I chalk it up to being bored with the cards I collected as a kid. The way I figure it, I missed out on so much collecting when I was away from the hobby, I've been trying to cram in everything that I've missed instead of making sure my original cards were completed. I was sure that my 1993 collection wasn't up to snuff. That was the year my collecting started to wane and by April 1994 I bought a handful of packs and decided I couldn't keep up with all the new releases and the new higher prices of packs. This was coupled with cards disappearing from grocery stores and my local drugstore putting all the packs behind glass. Plus, all the card shops that popped up since 1990 were all gone.
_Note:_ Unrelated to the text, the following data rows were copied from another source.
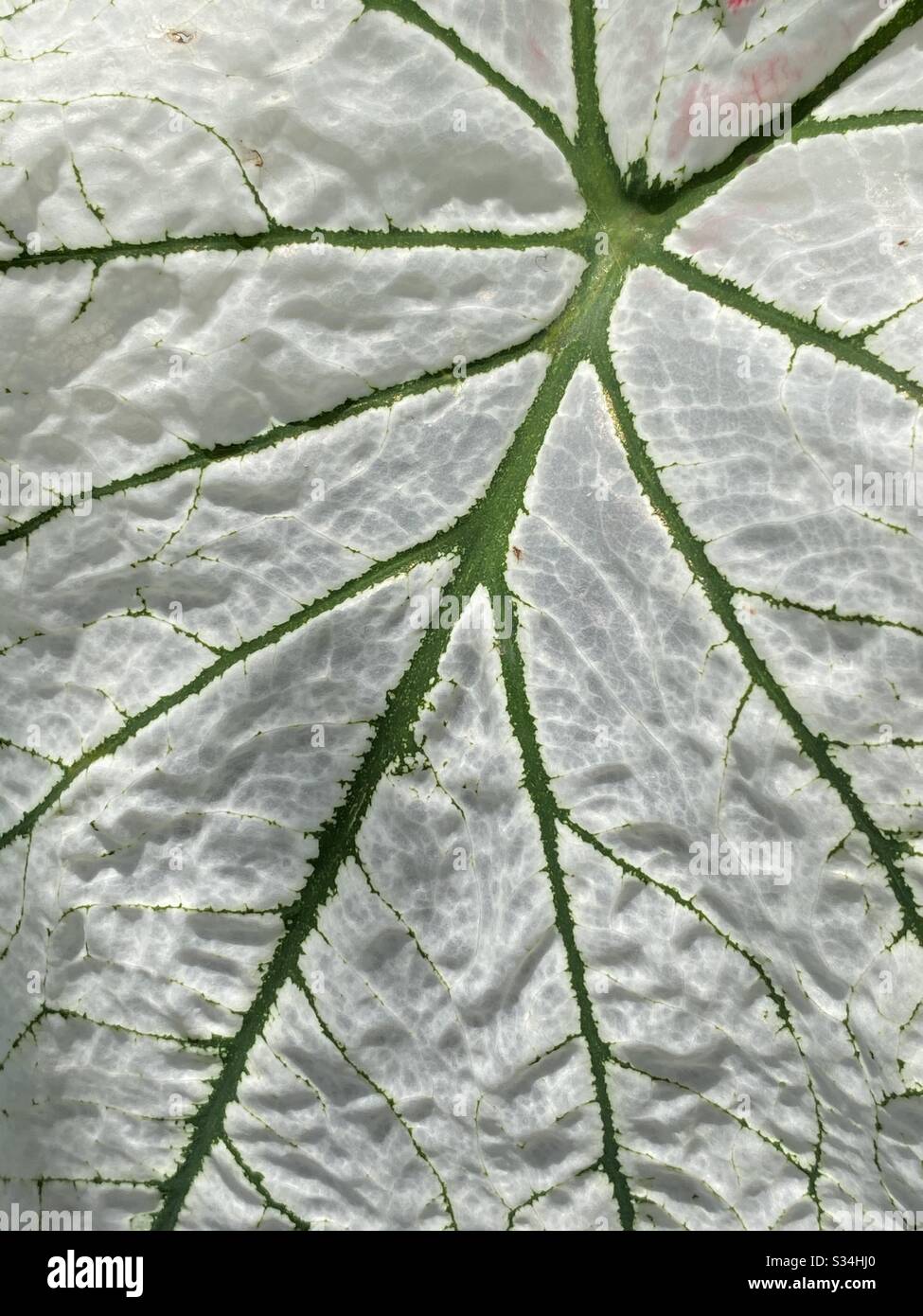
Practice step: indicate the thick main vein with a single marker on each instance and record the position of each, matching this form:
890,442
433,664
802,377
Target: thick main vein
280,235
393,738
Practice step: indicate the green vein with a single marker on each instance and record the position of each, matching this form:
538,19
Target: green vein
859,618
378,574
378,399
802,333
633,216
336,841
535,780
856,122
541,116
596,174
886,849
298,979
279,235
680,200
258,1183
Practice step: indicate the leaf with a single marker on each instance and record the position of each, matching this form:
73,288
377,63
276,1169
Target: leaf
461,766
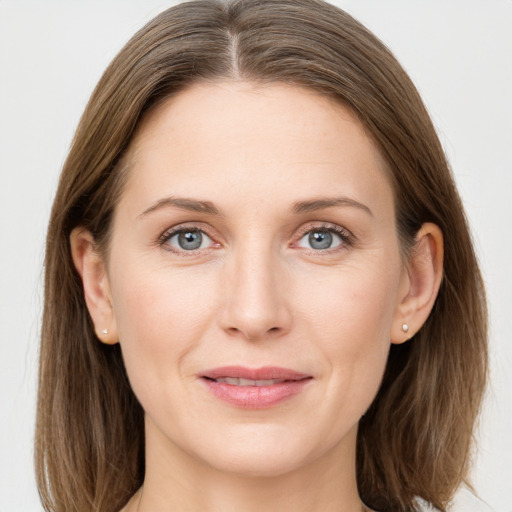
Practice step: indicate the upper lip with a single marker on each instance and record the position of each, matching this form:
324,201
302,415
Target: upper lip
264,373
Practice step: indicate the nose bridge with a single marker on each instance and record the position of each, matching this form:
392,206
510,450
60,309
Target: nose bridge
255,303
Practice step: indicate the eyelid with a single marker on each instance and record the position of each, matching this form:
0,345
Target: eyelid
347,237
184,227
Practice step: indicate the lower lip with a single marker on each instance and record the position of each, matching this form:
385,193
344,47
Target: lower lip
256,397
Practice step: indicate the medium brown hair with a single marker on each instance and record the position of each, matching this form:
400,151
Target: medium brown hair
415,439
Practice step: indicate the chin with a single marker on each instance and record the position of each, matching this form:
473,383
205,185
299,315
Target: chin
261,452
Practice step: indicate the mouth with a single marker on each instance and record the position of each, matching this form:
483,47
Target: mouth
260,388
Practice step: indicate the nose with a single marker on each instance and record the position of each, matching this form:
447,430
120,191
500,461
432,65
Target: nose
256,298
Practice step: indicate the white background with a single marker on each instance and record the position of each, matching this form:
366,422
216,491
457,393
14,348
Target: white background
459,53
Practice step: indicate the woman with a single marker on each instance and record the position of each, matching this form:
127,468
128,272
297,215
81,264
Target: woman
261,292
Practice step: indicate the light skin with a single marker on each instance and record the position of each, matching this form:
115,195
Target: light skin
299,266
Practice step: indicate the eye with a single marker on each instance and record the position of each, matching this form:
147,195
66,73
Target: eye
188,240
321,239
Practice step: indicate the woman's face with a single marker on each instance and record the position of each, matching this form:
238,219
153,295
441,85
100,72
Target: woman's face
255,240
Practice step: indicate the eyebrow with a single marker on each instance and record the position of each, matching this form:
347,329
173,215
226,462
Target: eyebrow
191,205
328,202
194,205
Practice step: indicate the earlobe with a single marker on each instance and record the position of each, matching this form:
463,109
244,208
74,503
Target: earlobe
91,267
421,282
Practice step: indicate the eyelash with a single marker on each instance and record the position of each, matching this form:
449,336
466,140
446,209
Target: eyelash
346,237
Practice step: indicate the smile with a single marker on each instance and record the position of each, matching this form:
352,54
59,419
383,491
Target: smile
260,388
248,382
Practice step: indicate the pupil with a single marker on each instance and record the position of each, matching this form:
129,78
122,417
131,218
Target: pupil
190,240
320,239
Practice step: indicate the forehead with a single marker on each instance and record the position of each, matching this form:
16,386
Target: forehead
250,140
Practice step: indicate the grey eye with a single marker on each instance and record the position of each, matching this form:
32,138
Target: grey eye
189,240
320,239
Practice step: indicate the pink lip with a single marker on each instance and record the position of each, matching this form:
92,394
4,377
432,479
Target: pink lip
255,397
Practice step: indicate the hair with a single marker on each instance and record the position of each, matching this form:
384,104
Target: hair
415,440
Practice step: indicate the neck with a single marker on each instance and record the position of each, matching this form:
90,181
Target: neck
176,481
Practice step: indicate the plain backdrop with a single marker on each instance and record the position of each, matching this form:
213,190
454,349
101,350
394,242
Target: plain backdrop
459,54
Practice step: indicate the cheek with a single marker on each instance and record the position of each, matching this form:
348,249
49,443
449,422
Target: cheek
351,319
161,316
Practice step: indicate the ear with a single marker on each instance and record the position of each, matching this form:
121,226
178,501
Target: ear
91,267
420,284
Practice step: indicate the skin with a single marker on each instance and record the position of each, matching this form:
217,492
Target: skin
255,294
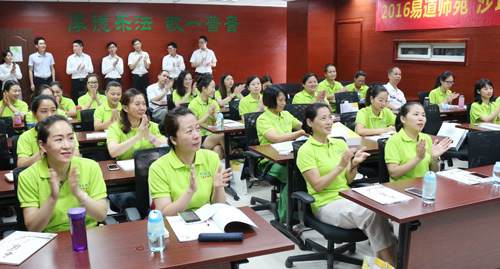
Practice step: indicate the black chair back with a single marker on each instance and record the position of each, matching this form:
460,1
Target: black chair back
421,96
21,226
251,128
382,166
434,122
9,125
234,113
143,159
483,148
297,110
349,119
340,97
87,117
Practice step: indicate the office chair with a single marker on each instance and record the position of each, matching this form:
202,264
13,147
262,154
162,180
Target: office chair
340,97
143,159
253,160
483,148
297,110
302,213
87,117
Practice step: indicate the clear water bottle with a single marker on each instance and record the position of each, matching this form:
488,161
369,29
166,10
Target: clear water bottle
156,231
429,188
220,121
496,174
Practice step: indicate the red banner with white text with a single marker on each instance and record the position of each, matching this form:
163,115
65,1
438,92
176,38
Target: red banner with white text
434,14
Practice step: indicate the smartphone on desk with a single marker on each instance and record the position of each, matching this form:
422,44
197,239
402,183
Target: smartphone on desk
113,167
414,191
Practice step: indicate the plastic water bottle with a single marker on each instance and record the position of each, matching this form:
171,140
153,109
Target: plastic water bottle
429,188
156,231
496,174
220,121
461,102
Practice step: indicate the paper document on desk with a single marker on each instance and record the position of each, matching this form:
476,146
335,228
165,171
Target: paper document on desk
19,246
225,216
469,178
382,194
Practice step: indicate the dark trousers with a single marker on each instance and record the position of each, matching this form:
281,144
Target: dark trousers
77,85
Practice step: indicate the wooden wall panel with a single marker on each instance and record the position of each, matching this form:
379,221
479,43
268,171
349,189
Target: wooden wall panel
257,48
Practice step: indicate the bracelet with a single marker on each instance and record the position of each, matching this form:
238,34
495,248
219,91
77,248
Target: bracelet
84,199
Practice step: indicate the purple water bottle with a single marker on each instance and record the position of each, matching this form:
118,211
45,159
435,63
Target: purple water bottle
78,228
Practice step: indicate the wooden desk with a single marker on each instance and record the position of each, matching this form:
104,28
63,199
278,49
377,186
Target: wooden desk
459,231
126,245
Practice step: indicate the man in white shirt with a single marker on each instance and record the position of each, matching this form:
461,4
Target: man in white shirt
158,92
112,65
173,62
139,63
78,65
396,96
41,65
203,59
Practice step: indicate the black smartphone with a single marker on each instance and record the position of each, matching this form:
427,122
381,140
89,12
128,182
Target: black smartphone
414,191
189,216
113,167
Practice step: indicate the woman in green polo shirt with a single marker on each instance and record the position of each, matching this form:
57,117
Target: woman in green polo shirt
484,108
10,103
92,99
64,103
28,151
276,125
328,166
310,93
132,132
109,112
252,102
185,89
410,153
375,118
60,181
205,108
442,95
187,177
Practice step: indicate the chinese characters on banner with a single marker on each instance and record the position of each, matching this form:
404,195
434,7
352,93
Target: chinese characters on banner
433,14
126,23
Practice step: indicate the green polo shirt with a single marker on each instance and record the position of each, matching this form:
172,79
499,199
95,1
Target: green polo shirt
177,97
324,157
169,177
20,105
27,145
366,116
200,109
303,97
362,90
400,148
477,110
115,133
325,86
248,104
284,123
436,96
67,104
104,112
34,189
84,99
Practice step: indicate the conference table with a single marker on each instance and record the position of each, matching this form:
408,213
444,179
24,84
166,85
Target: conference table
126,245
459,231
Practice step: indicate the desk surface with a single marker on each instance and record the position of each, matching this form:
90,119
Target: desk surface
450,196
126,245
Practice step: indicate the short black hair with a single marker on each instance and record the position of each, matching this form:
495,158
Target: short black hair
270,96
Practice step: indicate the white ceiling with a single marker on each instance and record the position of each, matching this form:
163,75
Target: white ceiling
263,3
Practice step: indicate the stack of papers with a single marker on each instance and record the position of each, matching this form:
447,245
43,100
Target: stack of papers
382,194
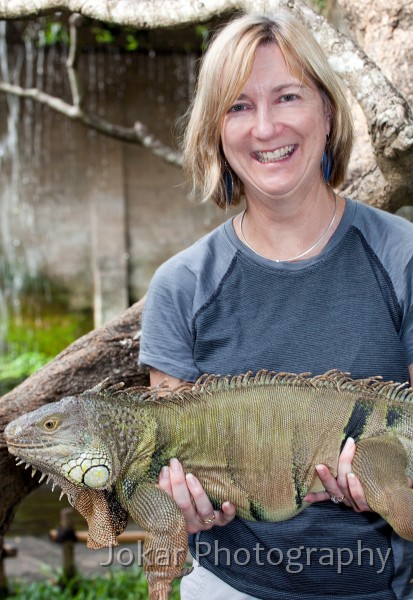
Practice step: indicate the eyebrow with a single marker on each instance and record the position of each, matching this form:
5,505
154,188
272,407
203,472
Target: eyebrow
277,89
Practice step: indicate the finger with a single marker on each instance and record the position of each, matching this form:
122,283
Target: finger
344,465
225,516
316,497
333,489
357,493
203,507
164,480
180,492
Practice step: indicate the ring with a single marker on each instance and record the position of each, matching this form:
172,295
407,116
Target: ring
211,520
337,500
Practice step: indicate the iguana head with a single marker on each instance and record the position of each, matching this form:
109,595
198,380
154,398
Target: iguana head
57,440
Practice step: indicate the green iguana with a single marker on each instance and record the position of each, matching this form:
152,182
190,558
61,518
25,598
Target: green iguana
238,435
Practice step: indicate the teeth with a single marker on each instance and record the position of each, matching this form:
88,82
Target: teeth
280,153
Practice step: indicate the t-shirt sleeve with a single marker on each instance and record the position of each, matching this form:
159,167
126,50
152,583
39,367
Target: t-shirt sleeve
407,328
166,340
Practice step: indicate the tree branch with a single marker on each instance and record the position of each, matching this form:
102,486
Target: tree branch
138,134
389,116
111,350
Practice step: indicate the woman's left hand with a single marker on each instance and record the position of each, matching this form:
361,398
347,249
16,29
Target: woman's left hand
347,487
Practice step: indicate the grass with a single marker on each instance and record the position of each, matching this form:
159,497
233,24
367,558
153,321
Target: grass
121,584
36,336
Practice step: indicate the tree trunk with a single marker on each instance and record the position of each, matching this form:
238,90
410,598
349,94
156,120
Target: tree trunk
109,351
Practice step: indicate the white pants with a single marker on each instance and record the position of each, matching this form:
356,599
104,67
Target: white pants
201,584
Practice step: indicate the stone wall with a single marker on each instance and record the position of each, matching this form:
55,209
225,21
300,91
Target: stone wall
87,211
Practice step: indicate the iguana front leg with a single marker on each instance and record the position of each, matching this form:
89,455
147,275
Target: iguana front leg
380,464
166,546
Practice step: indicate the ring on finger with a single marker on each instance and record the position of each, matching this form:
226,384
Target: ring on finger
210,520
337,500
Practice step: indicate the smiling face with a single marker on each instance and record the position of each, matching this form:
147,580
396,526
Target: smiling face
274,135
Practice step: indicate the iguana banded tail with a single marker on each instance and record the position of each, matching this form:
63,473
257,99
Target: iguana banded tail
238,435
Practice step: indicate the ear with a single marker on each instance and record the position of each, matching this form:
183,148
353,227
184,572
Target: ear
105,517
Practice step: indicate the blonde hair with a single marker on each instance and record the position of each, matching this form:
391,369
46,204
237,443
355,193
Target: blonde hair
224,71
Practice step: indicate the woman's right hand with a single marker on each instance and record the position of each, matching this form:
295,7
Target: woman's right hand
191,498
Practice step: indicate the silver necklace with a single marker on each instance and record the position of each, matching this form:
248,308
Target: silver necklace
326,230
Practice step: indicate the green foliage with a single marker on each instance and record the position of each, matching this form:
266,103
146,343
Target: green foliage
41,330
125,584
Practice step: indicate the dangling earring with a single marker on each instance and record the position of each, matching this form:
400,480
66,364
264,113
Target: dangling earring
229,184
327,162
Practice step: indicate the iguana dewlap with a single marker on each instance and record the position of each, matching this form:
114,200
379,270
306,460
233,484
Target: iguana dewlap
238,435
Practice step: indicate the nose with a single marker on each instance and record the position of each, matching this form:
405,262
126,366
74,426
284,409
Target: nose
265,123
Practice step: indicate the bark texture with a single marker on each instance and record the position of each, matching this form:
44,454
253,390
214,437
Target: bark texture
382,167
109,351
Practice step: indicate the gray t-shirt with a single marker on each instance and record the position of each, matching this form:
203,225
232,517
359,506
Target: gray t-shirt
217,307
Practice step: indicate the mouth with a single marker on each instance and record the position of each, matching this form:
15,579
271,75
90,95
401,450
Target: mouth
275,155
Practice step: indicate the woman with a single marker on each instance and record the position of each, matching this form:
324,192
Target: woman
301,280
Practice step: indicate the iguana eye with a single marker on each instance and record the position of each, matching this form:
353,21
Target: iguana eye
51,424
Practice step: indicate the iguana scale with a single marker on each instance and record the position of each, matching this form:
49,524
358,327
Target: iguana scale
238,435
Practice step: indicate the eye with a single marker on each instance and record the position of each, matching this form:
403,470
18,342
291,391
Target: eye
51,424
288,97
238,107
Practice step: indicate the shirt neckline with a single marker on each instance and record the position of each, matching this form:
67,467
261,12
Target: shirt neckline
345,222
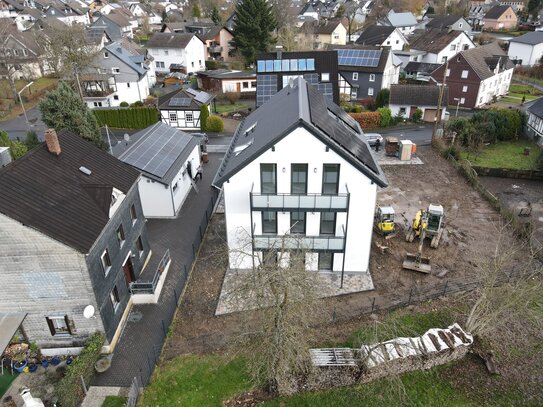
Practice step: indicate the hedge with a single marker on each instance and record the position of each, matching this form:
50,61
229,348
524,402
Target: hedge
132,118
69,391
367,120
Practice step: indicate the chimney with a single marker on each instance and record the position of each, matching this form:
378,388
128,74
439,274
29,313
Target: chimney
51,139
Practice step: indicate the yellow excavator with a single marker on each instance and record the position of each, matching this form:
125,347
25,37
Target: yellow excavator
383,221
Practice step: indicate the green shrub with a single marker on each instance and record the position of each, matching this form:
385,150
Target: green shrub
385,116
204,114
417,115
132,118
214,124
68,390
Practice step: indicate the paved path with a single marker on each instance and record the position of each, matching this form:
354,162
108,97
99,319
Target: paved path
141,341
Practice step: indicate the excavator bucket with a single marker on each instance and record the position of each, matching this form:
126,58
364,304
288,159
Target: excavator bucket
417,262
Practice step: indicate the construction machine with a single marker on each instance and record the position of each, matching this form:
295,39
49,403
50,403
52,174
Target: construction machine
429,221
383,221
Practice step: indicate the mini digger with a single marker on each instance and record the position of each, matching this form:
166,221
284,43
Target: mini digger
383,222
428,223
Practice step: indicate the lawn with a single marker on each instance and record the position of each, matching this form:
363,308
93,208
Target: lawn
508,155
5,381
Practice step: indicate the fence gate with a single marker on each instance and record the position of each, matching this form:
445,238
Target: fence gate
133,393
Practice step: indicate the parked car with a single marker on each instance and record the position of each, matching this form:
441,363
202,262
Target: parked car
373,137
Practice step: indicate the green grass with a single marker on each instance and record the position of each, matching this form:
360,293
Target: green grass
114,401
196,381
507,155
5,381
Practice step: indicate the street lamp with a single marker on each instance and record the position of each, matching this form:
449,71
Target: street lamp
457,106
22,105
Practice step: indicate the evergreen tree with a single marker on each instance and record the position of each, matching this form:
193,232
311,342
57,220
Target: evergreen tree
63,109
204,114
216,16
253,28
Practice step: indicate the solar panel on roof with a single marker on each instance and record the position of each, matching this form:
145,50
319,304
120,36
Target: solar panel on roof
359,57
179,102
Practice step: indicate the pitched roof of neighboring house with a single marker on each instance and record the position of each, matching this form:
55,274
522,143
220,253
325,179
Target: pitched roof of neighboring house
170,40
184,99
496,12
434,40
49,193
531,38
159,151
537,108
299,105
423,67
375,34
483,59
416,95
401,19
325,27
443,21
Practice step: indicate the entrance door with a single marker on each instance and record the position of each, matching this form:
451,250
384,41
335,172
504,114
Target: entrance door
128,271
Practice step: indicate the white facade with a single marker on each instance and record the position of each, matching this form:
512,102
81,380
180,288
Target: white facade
354,224
165,201
528,53
192,56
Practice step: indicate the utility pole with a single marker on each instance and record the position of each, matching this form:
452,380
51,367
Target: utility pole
440,101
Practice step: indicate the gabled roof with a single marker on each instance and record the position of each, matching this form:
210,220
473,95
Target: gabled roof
434,40
159,151
375,34
416,95
442,22
49,193
531,38
483,59
170,40
496,12
301,105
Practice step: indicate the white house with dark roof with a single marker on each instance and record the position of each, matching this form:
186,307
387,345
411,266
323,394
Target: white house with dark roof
186,49
309,178
526,49
167,159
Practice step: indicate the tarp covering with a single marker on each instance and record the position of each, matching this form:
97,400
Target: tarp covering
9,323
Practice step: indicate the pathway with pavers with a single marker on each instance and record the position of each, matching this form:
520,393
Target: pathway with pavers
142,338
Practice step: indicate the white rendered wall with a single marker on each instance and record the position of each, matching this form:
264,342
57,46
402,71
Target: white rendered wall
301,147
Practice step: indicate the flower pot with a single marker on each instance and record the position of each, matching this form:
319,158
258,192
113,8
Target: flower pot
20,365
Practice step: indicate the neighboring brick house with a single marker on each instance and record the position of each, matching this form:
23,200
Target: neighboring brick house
500,18
404,100
72,234
477,76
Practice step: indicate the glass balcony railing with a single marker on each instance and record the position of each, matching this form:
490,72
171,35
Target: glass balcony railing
313,202
293,242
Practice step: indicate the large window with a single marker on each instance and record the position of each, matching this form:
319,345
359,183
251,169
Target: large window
268,178
328,223
330,179
269,222
326,261
297,223
298,183
58,325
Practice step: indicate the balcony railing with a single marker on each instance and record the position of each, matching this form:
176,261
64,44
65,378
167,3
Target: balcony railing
299,242
310,202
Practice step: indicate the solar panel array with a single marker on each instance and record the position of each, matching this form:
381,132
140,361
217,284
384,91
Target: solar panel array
180,102
359,57
156,152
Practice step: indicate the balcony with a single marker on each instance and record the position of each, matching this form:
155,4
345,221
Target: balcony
308,202
300,242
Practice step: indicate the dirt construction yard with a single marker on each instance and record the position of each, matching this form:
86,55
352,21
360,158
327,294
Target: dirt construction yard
471,231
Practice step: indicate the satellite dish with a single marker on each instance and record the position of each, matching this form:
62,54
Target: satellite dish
88,312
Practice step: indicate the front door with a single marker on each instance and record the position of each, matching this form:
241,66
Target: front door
128,271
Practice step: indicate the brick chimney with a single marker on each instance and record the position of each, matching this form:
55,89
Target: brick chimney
51,139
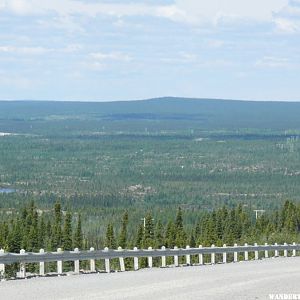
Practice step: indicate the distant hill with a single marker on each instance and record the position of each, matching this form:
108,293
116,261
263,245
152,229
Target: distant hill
201,114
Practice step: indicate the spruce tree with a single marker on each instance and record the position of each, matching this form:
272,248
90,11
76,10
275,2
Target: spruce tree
110,241
78,237
148,232
139,236
67,232
123,234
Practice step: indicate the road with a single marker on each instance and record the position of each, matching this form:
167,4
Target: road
243,280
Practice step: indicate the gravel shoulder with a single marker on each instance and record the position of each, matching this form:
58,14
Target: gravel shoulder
243,280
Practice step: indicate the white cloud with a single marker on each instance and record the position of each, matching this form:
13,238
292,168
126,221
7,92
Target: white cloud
188,11
287,26
24,50
99,61
273,62
38,50
216,10
113,56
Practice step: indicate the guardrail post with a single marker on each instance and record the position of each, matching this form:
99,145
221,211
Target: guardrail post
255,252
121,260
276,251
76,262
212,256
285,251
150,261
92,262
42,264
200,256
246,254
176,264
2,266
224,255
59,262
188,257
163,258
107,263
294,250
235,258
135,260
22,266
266,251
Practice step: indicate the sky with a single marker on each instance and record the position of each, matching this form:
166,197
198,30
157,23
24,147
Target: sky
90,50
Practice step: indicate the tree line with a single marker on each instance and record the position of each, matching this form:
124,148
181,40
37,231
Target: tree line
33,229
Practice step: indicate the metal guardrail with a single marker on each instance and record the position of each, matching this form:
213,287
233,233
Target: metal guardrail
60,256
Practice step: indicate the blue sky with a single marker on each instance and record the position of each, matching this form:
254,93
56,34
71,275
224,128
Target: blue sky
117,50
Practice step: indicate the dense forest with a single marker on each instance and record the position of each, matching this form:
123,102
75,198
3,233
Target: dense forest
212,158
32,230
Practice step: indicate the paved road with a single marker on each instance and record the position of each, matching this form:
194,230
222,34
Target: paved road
243,280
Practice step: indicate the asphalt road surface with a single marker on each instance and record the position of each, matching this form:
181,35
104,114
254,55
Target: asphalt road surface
243,280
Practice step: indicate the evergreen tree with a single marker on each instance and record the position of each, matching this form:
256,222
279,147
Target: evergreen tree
139,236
123,234
78,237
148,232
67,232
159,236
110,241
57,230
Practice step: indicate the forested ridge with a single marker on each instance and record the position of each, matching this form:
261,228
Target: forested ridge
85,164
31,230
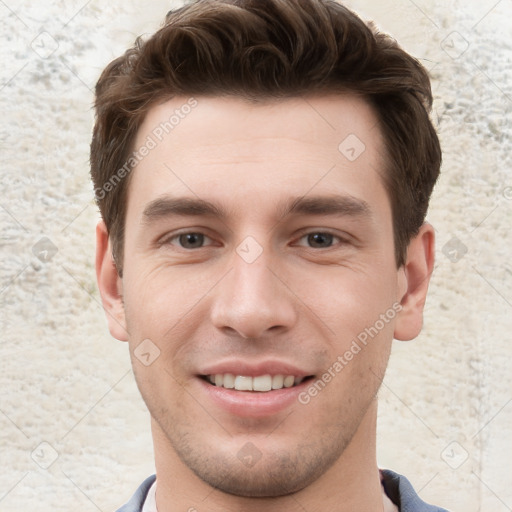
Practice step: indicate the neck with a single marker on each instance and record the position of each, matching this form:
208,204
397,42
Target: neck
352,483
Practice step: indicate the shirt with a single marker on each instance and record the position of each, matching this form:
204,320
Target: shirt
397,487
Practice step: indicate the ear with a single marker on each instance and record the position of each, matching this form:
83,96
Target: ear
110,284
414,280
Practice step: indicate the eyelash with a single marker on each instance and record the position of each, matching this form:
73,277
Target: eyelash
342,241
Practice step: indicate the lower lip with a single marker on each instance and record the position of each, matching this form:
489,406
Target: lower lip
253,404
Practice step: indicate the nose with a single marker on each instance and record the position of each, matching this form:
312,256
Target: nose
253,300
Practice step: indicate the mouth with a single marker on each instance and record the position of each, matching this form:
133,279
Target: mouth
260,383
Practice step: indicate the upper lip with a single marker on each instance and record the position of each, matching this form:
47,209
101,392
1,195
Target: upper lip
245,368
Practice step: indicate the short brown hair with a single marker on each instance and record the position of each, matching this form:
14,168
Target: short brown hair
269,49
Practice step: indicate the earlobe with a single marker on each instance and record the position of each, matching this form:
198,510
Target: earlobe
109,284
414,279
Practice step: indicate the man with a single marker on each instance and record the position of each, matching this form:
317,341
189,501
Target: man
263,171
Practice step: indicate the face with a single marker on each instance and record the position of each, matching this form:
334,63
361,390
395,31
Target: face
258,253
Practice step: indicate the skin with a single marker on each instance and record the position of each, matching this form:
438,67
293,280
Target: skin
301,302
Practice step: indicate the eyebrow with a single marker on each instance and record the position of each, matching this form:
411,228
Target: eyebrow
333,205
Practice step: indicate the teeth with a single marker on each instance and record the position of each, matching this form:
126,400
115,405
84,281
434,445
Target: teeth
260,383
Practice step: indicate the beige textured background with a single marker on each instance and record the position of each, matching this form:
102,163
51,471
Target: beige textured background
74,433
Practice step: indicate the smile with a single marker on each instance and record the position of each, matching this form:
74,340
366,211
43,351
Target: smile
260,383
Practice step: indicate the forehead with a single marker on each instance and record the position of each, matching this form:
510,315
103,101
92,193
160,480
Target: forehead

Thank you Kevin, for making me realize my original goal of getting back into collecting White Sox cards. I feel refreshed by the revelation. I'll still keep focus on much older sets and the current releases, but I'll keep a special eye out for cards that came out during my second wave of collecting (1990-1994), with special focus on 1990 to 1992. Those are the years that I have glaring holes that I once thought were filled.
2 comments:
No problem! Having just gotten back into collecting myself after not being a diehard collector since the mid-90's, my approach has been scattershot as well. I'm trying to focus more on trading this year, so I can finally get some pesky 80-99% complete sets finished.
Amen! Not until I started putting my entire collection into a computer-based program (CardCollector) did I even realize how many of my own sets were "just shy" of completion, or how many sets were out there that I had never even heard of! The internet swap met has been doing wonders for my collection and hopefully, I am providing the same service to others!